Find all numbers divisible by 25, that begin with 6.

Question

please, help me solve this problem:

Find all numbers divisible by 25, that begin with 6.

Regards.

Answer 1

An integer is divisible by $25$ if and only if the last two digits are $00$, $25$, $50$, or $75$. Therefore, there are four possibilities.

$$\pm6X00,\ \pm6X25,\ \pm6X50,\ \pm6X75$$

where $X$ is any sequence of digits, perhaps empty.

(Don't forget the negative integers as well! Though you could quibble about whether a number like $-625$ starts with a minus sign or with a $6$.)

@GeoffRobinson makes the excellent point that this works for decimal, base 10, representation. This would need to be changed for other number systems.

Answer 2

They are all numbers of the form $$6X\dots XYY$$ where $X\dots X$ could be anything, and $YY=00, 25, 50, 75$.

Answer 3

I'm going to assume base 10 (decimal), and that they have to be positive.

There are infinitely many such numbers. For any $n > 1$, you can just do $6 \times 10^n$ to get one such number, then keep adding 25 and stop short of $7 \times 10^n$ to get all such numbers with $n + 1$ digits.

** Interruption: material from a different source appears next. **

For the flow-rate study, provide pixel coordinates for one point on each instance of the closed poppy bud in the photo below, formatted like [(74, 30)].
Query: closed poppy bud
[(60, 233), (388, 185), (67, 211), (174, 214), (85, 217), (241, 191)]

Do note that $625 = 25^2 = 5^4$. Are there other powers of 5 that begin with 6? That's a slightly more interesting question. (There's at least one other).

Answer 4

If you want use the rules of modular-arithmetic you can write: $$z=a_0+a_1\cdot 10+...+a_n\cdot 10^n$$ With $a_n=6$ The number $z$ is divisible for $25$ if $$a_0+10\cdot a_1$$ is a multiple of $25$ Indeed $$a_0\equiv a_0\pmod {25}$$ $$10\cdot a_0\equiv 10\cdot a_0\pmod {25}$$ While the other digits are divisible for $25$ Indeed $$10^2\equiv 0\pmod {25}$$ And etc...